A partir de la letra, conscientes de su presencia, las palabras se reconstruyen, incompletas pero deseadas: “T nme / que me quiero / T nme / que me querrás / T nme / para el abrazo”. Embarazo no planificado que plantea una poética y una política de las cuerpas, porque todo decir(se) de la mujer lo es en una sociedad y una cultura patriarcales.
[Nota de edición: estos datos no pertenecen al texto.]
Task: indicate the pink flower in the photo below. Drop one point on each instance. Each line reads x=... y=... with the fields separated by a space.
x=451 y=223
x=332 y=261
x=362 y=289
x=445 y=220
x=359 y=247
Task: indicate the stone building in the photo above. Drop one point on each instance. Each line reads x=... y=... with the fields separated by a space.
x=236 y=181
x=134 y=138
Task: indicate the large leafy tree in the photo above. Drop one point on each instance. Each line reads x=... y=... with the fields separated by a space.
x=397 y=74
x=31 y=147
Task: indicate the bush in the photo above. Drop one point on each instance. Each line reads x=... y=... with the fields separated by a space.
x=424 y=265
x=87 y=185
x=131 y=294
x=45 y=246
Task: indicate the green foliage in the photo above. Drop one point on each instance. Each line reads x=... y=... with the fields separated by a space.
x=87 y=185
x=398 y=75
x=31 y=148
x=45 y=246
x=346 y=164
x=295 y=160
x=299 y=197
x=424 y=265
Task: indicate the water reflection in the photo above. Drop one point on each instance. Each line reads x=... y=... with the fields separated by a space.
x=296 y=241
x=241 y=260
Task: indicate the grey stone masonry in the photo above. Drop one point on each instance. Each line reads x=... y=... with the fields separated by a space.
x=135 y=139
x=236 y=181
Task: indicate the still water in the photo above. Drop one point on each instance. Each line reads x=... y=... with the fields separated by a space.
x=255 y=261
Por eso, desde su mismo título, Vagido logra hacer resonar otros versos, los de María Auxiliadora Álvarez en Cuerpo (1985): “como vagina que soy / como herida inteligente”. Vagido/vagina anclados en una misma raíz (física, lingüística) desde la que puja un lenguaje nuevo de áspera prosodia, como ha advertido Enrique Winter, autor del prólogo a la reciente edición chilena del libro.
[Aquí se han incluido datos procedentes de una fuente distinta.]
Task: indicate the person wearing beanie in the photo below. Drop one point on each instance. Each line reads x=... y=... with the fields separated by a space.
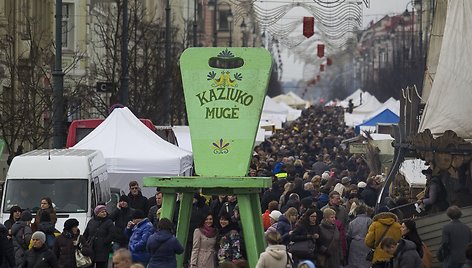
x=330 y=247
x=139 y=229
x=47 y=227
x=275 y=255
x=67 y=242
x=7 y=254
x=153 y=210
x=39 y=255
x=120 y=218
x=21 y=233
x=15 y=215
x=100 y=231
x=274 y=218
x=136 y=198
x=46 y=206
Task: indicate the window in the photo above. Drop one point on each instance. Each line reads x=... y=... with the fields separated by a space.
x=67 y=26
x=68 y=195
x=223 y=19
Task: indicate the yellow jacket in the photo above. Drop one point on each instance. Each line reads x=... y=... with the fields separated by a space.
x=377 y=228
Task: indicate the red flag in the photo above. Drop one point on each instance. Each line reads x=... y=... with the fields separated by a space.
x=320 y=50
x=308 y=26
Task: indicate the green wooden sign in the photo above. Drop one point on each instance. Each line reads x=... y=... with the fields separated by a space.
x=224 y=93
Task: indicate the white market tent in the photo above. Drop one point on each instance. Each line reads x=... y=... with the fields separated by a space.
x=411 y=169
x=292 y=100
x=369 y=105
x=132 y=151
x=449 y=104
x=182 y=133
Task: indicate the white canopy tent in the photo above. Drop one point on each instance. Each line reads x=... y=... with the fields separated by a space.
x=132 y=151
x=182 y=133
x=292 y=100
x=448 y=106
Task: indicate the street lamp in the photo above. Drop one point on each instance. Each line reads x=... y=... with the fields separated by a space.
x=243 y=27
x=230 y=22
x=213 y=6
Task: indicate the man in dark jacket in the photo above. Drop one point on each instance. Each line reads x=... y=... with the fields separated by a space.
x=136 y=198
x=40 y=255
x=153 y=210
x=404 y=253
x=7 y=255
x=369 y=194
x=121 y=217
x=455 y=237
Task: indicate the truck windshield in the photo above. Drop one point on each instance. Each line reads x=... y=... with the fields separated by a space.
x=67 y=195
En su conjunto, El hueso de la memoria y Vagido están unidos por un mismo cordón umbilical que nutre en ámbitos íntimos y por tanto, invisibles socialmente, aquello que las cuerpas pueden decir: la necesidad de nombrarse y nombrar de otros modos, a través de destrucciones y reconstrucciones de los imaginarios que permitan morfologías contraculturales, altamente políticas y altamente creativas, capaces de dar sentido a la voluntad con la que la autora cierra la nota inal al libro: “generar aperturas, quiebres, hendiduras, por donde los lectores (del Sur y del Norte) acceden, conocen y palpan a otros distintos de sí mismos. Así, el canon, aparentemente inofensivo que intentan imponernos, se fractura y deja luir los sentidos y el pensamiento en ambas direcciones. Ese es el ejercicio que queremos estimular. Ese es el gesto político compartido que quería destacar”. Como ha advertido Jordi Doce en el prólogo a Sedimentos, ambos libros se articulan como goznes de una misma línea, por más que esta sea oblicua y, en más de un sentido, discontinua.
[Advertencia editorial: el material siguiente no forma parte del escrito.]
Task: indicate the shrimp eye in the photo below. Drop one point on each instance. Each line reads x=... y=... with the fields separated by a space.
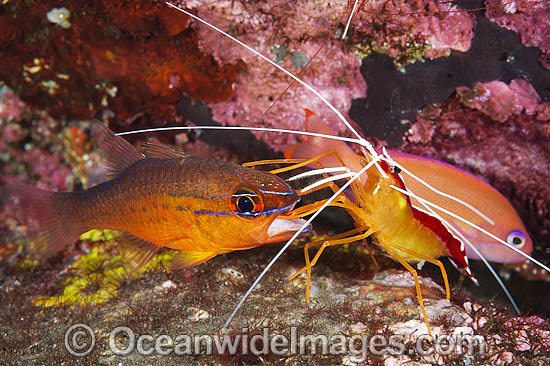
x=246 y=204
x=516 y=238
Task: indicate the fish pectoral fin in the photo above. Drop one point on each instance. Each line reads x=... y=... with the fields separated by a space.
x=156 y=151
x=137 y=252
x=117 y=154
x=186 y=259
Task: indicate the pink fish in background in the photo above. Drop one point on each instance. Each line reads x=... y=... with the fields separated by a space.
x=504 y=222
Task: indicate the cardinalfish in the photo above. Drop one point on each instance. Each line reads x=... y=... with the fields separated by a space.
x=199 y=206
x=387 y=187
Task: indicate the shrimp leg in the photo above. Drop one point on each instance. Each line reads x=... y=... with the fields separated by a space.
x=432 y=261
x=393 y=253
x=327 y=243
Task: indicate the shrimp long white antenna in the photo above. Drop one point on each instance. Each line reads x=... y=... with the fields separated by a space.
x=350 y=18
x=311 y=173
x=443 y=194
x=327 y=180
x=243 y=128
x=477 y=227
x=287 y=244
x=427 y=205
x=279 y=67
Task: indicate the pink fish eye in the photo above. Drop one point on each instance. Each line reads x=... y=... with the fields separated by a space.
x=516 y=238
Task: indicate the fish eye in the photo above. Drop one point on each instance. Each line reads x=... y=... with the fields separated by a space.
x=516 y=238
x=246 y=204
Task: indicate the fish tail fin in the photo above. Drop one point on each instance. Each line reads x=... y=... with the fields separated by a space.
x=47 y=231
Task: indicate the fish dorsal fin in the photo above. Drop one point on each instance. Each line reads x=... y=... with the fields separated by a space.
x=117 y=154
x=156 y=151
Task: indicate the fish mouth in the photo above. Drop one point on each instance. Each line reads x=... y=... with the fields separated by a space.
x=283 y=229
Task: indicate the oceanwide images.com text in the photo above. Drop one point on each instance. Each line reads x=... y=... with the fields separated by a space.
x=80 y=340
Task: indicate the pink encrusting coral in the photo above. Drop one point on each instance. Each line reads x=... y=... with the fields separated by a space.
x=433 y=27
x=499 y=131
x=286 y=31
x=529 y=18
x=306 y=28
x=500 y=101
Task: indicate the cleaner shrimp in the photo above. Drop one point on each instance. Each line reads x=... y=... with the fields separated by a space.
x=376 y=159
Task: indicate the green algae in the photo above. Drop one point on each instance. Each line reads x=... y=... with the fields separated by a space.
x=99 y=275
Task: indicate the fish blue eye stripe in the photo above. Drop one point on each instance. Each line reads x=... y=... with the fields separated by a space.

El conjunto de la obra de Verónica Zondek aborda con valentía el rostro de su tiempo y pone en el centro de la enunciación el cuerpo como espacio vertebrador de la experiencia y el lenguaje, pues es superficie en la que se inscriben la memoria, el dolor y la muerte, como ocurre con otras autoras de la generación del 80 en Chile, en la que se la sitúa. Andarina y fuera de foco —según se nombra a sí misma—, estudia en la Universidad Hebrea de Jerusalén, donde se licencia en Historia del Arte, y vivirá algún tiempo en Inglaterra y Alemania. Ello le permite situarse en la extranjería y ajenidad de la lengua, y de ese vacío punzante brotan los caminos que recorre la andarina: el que se plantea como viaje a través de la memoria, de modo que no hay un hoy sin un ayer (herencias, genealogías, lecturas —Vallejo, Kafka, Celan, Lispector, Sexton, Lihn—); el que denuncia el tiempo de las pérdidas al hacer visibles a los detenidos/desaparecidos; el que confía en que el camino será la propia lengua pero halla en la traducción la posibilidad real de fecundos trasvases; el que señala el itinerario que sigue el cuerpo como camino. Cuando ese cuerpo es cuerpa, cuando se feminiza e impugna formas cristalizadas y hegemónicas, instala el lenguaje de lo distinto en el territorio de lo indistinto, lo fricciona. Frente a la normalización de los cuerpos y la fetichización de los imaginarios, una autora del sur —radicada en Valdivia, el sur de Chile, el sur del mundo— entrega sedimento, aquello que se va posando en el fondo de la lengua, dada su mayor gravedad (la mujer gestante se conoce como grávida), lo que resiste el paso del tiempo porque es hueso y médula indispensables, como lo es este libro.